Cumhurbaşkanı Yardımcısı Cevdet Yılmaz, Cumhurbaşkanlığı Külliyesi’nde düzenlenen “2026-2028 Orta Vadeli Program Lansmanı”nda ekonomiye ilişkin önemli mesajlar verdi.
Yılmaz, programın tüm paydaşlarla istişare edilerek hazırlandığını vurgularken, “Cumhurbaşkanımızın güçlü siyasi iradesiyle ortaya koyduğumuz ekonomi programımız başarıyla uygulanmakta, somut sonuçlarını da birlikte görüyoruz” dedi.

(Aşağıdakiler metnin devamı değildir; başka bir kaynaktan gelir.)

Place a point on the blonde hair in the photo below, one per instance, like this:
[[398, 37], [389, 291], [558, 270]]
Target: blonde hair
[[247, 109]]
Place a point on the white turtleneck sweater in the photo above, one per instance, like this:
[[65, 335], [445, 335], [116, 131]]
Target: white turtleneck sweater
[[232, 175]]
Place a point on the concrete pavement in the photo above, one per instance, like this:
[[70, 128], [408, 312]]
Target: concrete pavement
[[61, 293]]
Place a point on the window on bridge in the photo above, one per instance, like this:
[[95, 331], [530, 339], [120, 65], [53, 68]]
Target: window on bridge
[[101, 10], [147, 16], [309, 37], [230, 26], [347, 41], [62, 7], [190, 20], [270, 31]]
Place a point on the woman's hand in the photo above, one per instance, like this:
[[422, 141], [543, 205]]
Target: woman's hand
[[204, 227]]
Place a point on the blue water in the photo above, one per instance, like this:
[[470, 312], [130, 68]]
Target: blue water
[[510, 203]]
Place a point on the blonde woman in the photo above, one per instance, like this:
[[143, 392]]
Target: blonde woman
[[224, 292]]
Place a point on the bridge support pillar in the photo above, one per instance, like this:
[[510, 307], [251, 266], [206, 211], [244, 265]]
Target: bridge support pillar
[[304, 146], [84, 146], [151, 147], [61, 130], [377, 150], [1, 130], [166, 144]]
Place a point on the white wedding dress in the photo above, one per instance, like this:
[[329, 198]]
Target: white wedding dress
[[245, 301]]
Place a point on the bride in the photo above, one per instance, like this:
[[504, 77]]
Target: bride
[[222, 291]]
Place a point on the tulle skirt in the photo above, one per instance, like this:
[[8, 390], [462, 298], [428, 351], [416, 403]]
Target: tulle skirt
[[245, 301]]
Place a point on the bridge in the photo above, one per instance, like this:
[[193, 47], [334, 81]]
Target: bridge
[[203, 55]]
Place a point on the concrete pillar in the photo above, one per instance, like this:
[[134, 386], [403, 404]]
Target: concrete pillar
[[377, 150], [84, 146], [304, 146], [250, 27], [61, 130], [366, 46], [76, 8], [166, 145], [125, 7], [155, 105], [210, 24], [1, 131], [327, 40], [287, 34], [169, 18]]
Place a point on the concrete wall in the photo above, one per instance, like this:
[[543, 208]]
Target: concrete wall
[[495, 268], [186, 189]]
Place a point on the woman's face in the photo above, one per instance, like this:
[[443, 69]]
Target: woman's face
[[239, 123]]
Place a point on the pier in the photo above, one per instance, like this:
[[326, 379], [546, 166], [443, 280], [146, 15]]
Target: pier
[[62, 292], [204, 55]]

Yılmaz; enflasyondaki kesintisiz düşüş, cari açıkta iyileşme ve artan rezervlere dikkat çekerek, 2028’e kadar tek haneli enflasyon ve 21 bin dolarlık kişi başına gelir hedefini paylaştı.
Cumhurbaşkanı Yardımcısı Cevdet Yılmaz’ın açıklamalarından öne çıkanlar şöyle:
• Programımız ilgili tüm taraflarla istişare edilmiştir.
• Cumhurbaşkanımızın güçlü siyasi iradesiyle ortaya koyduğumuz ekonomi programımız başarıyla uygulanmakta, somut sonuçlarını da birlikte görüyoruz.
• Geçtiğimiz yıl uygulamaya konulan OVP’den bu yana küresel olumsuzluklar yaşanmıştır.
• Menfi hadiselere rağmen temel makroekonomik politika yaklaşımı sürdürülmüş, mali disiplin ve sürdürülebilir büyüme hedefinden sapma olmamıştır.
• Ekonomimiz benzer ülkelere karşı olumlu ayrışmaya devam ederek dış şoklara karşı kararlılığını bir kez daha ortaya koymuştur.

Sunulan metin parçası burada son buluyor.